BANGOR – The $206 million merger between Bangor Hydro-Electric Co. and Emera Inc. of Nova Scotia was approved by the Maine Public Utilities Commission on Monday, about one month ahead of schedule.

The deal was not accepted without conditions attached, something that the Canadian company expected when it formally announced its intention to buy Bangor Hydro on June 30.

Similar conditions were applied when Energy East Corp. of New York purchased CMP Group, the parent of Central Maine Power Co., in a nearly billion-dollar deal that was completed last summer.

One of the primary conditions attached Monday was that consumers would not be asked to pay higher rates to make up the difference between the book value of Bangor Hydro and the purchase price, which is 1.4 times the book value. Throughout the proceedings, Emera has said that will not happen.

Emera, formerly NS Power Holdings, will be paying $26.50 per share for nearly 7.4 million shares once the merger is completed. Emera still needs the approval of the Federal Energy Regulatory Commission and the federal Securities and Exchange Commission, both of which are expected by the end of June.

Among the other conditions are assurances that service quality will not be affected by the deal, and that Emera will not start dismantling the utility or reduce its capital investment in the company.

Bangor Hydro President Robert Briggs said he is pleased that the merger was approved, and done so far ahead of schedule.

“I’m glad to get this over with,” Briggs said. “We should be done with the regulatory process in the first half of 2001. I’d like it to be sooner.”

Briggs intends to resign as head of the more than 100-year-old utility after the merger is completed.

The largest benefactors from the sale will be about 120 municipalities in Bangor Hydro’s service territory, which will share $21.3 million when they exercise the 825,000 warrants in their possession. Warrants are outstanding shares of stock that entitle the holder to buy the shares at a previously specified price.

Municipalities received the warrants in 1998 when Bangor Hydro restructured its contract with Penobscot Energy Recovery Co. for the price it was paying for energy output from PERC’s waste incinerator. The communities were given the warrants in exchange for guaranteeing to ship a certain amount of waste tonnage to the plant for use as fuel.

Those towns can now purchase the outstanding shares at $7 each, and when the merger is approved, cash in the shares for $26.50 each, pocketing the $19.50-per-share difference.
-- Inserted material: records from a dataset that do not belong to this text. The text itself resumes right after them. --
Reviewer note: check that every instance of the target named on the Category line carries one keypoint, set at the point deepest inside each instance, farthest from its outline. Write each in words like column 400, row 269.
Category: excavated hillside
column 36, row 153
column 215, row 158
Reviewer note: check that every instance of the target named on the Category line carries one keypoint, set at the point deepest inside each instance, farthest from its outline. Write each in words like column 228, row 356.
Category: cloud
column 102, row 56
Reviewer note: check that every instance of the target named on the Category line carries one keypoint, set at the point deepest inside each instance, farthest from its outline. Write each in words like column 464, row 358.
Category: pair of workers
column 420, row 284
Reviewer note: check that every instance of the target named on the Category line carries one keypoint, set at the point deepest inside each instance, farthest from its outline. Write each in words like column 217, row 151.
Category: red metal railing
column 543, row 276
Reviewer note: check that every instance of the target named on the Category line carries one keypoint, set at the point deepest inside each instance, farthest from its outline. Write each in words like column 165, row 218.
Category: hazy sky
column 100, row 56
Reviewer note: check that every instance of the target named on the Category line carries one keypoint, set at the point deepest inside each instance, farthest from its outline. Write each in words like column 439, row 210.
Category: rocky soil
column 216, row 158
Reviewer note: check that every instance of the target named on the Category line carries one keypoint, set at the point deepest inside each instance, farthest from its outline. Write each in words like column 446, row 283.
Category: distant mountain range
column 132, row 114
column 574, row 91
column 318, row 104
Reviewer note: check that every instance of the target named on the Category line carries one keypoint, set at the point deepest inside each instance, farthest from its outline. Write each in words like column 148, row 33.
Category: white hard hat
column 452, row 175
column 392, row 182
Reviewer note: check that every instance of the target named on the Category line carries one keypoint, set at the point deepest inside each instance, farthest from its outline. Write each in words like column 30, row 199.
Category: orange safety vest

The MPUC, in its approval of the deal, set up a long-term formula to ensure that the $19.50-per-share difference isn’t charged to consumers through rates by Emera, said MPUC senior analyst Mitch Tannenbaum.

Instead, the towns, through the Municipal Review Committee, agreed to accept their payments with interest over a seven-year period. Emera then agreed not to factor the $19.50-per-share difference into rates, Briggs said.
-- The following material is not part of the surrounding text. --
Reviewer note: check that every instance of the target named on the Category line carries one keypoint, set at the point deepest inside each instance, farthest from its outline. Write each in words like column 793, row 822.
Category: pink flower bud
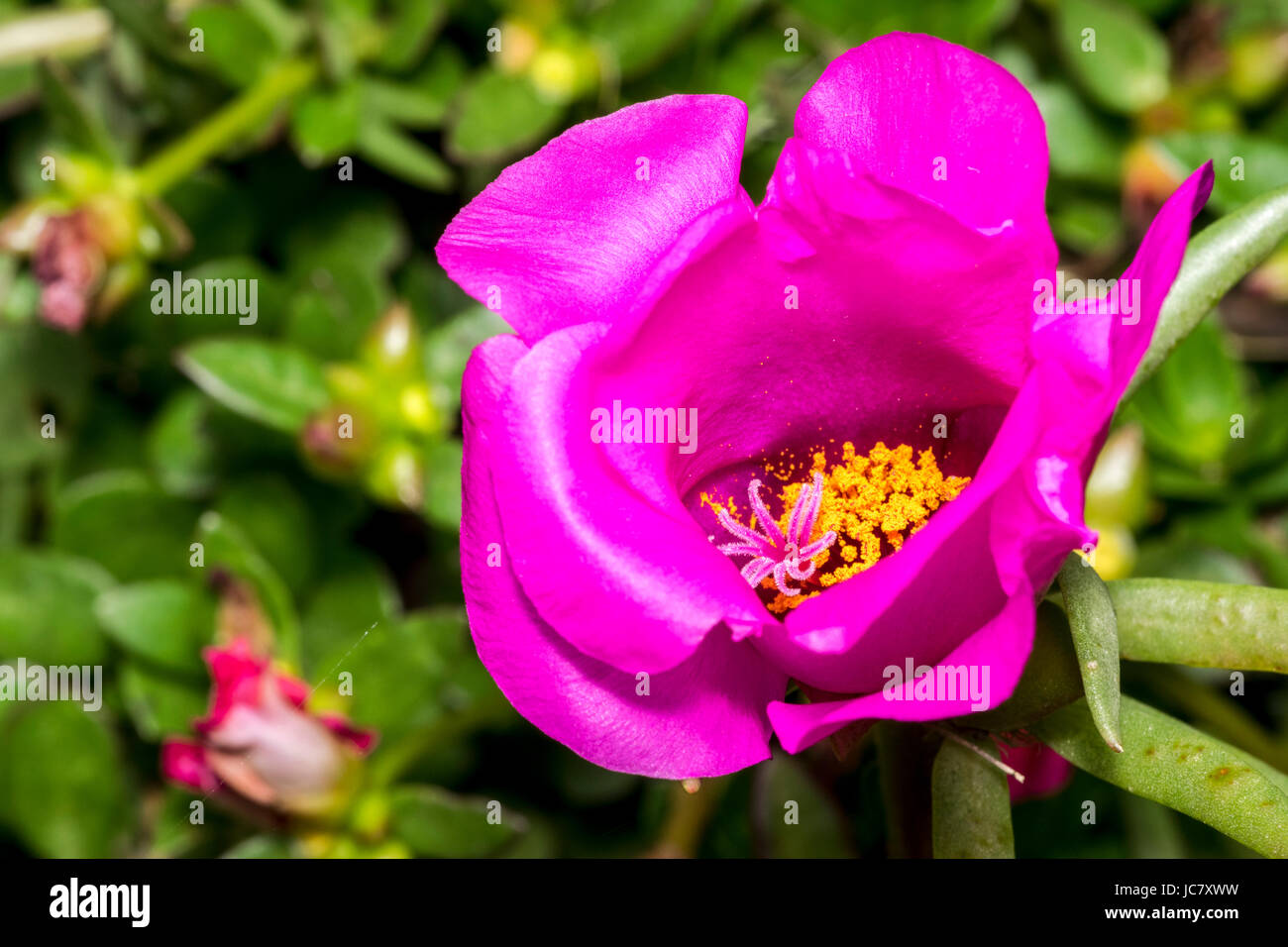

Anthony Buxton, who was hired to be Emera’s attorney through the merger proceedings, said that during the MPUC’s review of the merger, the commission was interested in why Emera’s transmission costs were lower in Nova Scotia when compared to costs in Maine.

The utility mentioned that it applies forestry management practices along its transmission lines by not spending time and money cutting tree limbs to make sure they do not fall on the wires. Instead, the company plants trees along the lines that do not grow more than 12 feet tall, thus not touching or affecting the wires, according to Buxton.

The attorney, speaking for Emera, said MPUC’s approval of the deal is a “little historic step” for Maine.

“It’s the first ever major economic relationship between a company in Maine and a company in eastern Canada,” Buxton said. “They’ve talked about looking east, here it is. They’ve talked about Atlantica, here it is.”